A revolutionary new scaffold fitting with potential safety and speed benefits has been developed.
Not for more than 100 years has the right angle coupler, aka ‘the double’ had this much of a makeover. But on seeing the new design would its original inventor dubbed the ‘Grandfather of Scaffolding‘ Daniel Palmer-Jones be turning in his grave?
Developed by StrucTemp and LUMA-ID the new design is the brainchild of Shiraz Dudhia a civil engineer and Managing Partner of the structural and temporary works firm StrucTemp.
Shiraz has 35+ years in the industry and was the Director of Engineering and Temporary Works for Balfour Beatty, responsible for all its UK operations. At any one time, he had more than 350+ projects, many of which had scaffolding on the sites.

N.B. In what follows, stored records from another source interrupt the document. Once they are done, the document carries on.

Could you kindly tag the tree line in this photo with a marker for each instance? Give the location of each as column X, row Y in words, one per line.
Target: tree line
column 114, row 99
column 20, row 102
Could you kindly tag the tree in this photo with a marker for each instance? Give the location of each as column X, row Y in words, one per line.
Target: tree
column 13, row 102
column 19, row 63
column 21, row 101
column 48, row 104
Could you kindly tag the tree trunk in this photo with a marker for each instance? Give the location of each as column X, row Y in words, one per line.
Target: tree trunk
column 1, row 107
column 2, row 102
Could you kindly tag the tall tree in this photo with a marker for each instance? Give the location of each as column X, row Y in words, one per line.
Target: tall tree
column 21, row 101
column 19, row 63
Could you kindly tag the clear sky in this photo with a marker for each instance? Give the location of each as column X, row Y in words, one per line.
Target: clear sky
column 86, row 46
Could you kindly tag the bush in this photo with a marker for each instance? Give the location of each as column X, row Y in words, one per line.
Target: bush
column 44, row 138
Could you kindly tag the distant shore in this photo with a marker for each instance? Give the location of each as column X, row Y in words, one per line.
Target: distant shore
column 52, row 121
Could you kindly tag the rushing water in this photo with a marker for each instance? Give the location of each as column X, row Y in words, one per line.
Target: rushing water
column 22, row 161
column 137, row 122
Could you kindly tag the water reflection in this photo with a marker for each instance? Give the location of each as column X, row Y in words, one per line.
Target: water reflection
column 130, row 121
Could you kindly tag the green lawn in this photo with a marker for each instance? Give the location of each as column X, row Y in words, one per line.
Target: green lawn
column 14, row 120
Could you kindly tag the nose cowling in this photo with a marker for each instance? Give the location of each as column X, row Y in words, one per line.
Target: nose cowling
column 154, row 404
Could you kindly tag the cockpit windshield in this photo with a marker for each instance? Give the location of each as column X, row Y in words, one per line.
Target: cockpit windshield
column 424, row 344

Over the course of his career on visiting construction sites, he was fed-up with the bolts that stick out on current fittings asking “has nobody come up with anything better than this?”
Explaining his frustration and working with the design, prototyping and manufacturing company Luma-ID, Shiraz and the team has spent two years perfecting the idea into a new fitting design.
“A main feature of the design is there are no protruding bolts and thus there is no risk to injury to personnel and the public”, Shiraz told ScaffMag.
“It would be great to use for edge protection too as there are no protrusion bolts.”
The new scaffold fitting also boasts massive speed benefits with a shortened thread that allows scaffolders to tighten the coupler to a close in as little as two seconds using a traditional spanner. The bolt and washer are also integral with the coupler so no risk of missing bolts or washers.
Shiraz added: “Its easier to handle and couple than current scaffold couplers. It enables scaffolding to be coupled together in 2 clicks and thus easier and faster to fix than traditional scaffolding which would aid in reducing repetitive strain injury on scaffolders wrist joints.”
The newly developed scaffold fitting received much interest from the industry when it was unveiled in London at the Futurebuild trade show in January.
ScaffMag understands it’s yet to be decided on what process will be used to manufacture the new scaffold fitting.